Все эти происшествия рассеяли тревогу, возбужденную в императрице началом этой войны, грозившей опасностью ее столице, ее спокойствию и славе. В то же время она узнала, что бомбардируют Очаков. Князь Потемкин, выйдя из своей апатии, начал действовать. Но деятельный некстати, как некстати он был ленив, он, без всякой нужды, в сопровождении всех своих генералов, сделали рекогносцировку в расстоянии полувыстрела ружейного от укреплений. Эта выходка стоила жизни многим русским; других переранило; под де-Линем убита была лошадь. Императрица сделала строгий выговор князю за его бесполезную отвагу. Между тем и Суворов был не менее неблагоразумен. Турки сделали вылазку, и он, отбив их, преследовал их с таким пылом, что у самых городских ворот картечный огонь перебил у него двести человек. На севере адмирал Эссен захватил 17 шведских купеческих судов.
В России в то время так ошибочно судили о внутренних делах Франции и о затруднениях, в которых находилось наше правительство, что императрица все еще ожидала скорого заключения договора между четырьмя державами. Она этого желала тем более, что была недовольна англичанами и пруссаками. Поэтому она просила, чтобы переговоры были ведены не в Париже, а в Петербурге и, в следствие обещания Монморена прислать проект статей договора, была уже уверена, что я скоро получу полномочие, необходимое для окончания этого важного дела. Граф Безбородко выразил мне уверенность, что в ожидаемом проекте статья, которою обеспечивается независимость Польши, будет только изменена, но никак не отменена. «В самом деле, — продолжал он, — без этого условия договор был бы мечтательным, потому что только через Польшу прусский король может напасть на обе империи. Так как Россия должна быть нейтральна между Англиею и Франциею, а последняя между Россиею и Турциею, то какое бы значение имел договор, который не полагал бы никаких границ самолюбивым притязаниям прусского короля?»

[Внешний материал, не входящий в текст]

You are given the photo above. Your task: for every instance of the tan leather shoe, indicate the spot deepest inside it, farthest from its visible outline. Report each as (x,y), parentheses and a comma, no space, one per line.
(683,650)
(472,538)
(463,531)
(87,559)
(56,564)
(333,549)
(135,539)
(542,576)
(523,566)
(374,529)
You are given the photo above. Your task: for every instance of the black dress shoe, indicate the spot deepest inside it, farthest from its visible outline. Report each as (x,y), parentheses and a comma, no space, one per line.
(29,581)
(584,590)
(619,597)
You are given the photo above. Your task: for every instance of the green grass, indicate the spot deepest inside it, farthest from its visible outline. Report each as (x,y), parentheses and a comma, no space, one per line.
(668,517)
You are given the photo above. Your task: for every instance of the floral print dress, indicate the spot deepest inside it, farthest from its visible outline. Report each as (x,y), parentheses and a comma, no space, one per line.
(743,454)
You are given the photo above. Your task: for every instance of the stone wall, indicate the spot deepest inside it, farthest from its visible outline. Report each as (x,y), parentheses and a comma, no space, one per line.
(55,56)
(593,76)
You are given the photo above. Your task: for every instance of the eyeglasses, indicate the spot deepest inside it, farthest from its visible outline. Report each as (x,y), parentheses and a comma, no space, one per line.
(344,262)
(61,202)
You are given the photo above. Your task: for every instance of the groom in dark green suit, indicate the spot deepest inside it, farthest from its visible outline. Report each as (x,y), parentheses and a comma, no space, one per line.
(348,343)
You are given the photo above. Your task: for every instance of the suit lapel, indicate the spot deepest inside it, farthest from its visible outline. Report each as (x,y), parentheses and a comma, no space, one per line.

Безбородко, ежедневно делавший новые уступки в нашу пользу, дивился нашей нерешительности. Он не мог решить загадки, а дело было вот в чем: наш первый министр де-Бриенн, более всего опасался быть вовлеченным в войну, но не хотел обнаружить этого. Чтобы сохранить достоинство, он для вида входил в переговоры, стараясь пользоваться самыми незначительными поводами, чтобы отлагать окончание дела. Письма, получаемые мною из Франции, объяснили мне этот образ действия, которому следовал и Монморен невольно, потому что частные письма его ко мне противоречили с официальными депешами. Принужденный исполнить неприятную для меня обязанность, я, как умел, защищал систему нашего кабинета и говорил русским следующее: «Нейтралитет России на море лишает нас единственной гарантии, которой мы желали, то есть гарантии против англичан, личных врагов наших; мы уж и так довольно делаем для вас, соглашаясь поднять оружие, если прусский король вздумает делать завоевания на счет владений императрицы и императора, и не хотим подвергаться опасностям еще другой войны в защиту конституции и владений Польши, отдаленной от нас, и с которою мы давно уже не имеем сношений, чему виною императорские дворы». Правда, что, исполнив таким образом свой долг, я писал двору своему прямо, что думал. «Я так говорю, — писал я Монморену, — только по приказанию. Но русские правы, и мы им отказываем в том, что должны бы сами предложить им. В сомом деле, что предлагают они? Тесный союз, чтобы ослабить наших соперников, сохранить влияние наше на Порту и восстановить его в Голландии. Подумайте об этом, умоляю вас. Последствием нашего отказа будет наше уединение в Европе, сближение России с Англиею и Пруссиею, и ценою этого будет раздел Польши. Мир заключится без нашего посредничества; Англия останется хозяйничать в Голландии; наконец мы потеряем наш вес и влияние в Константинополе и в Швеции».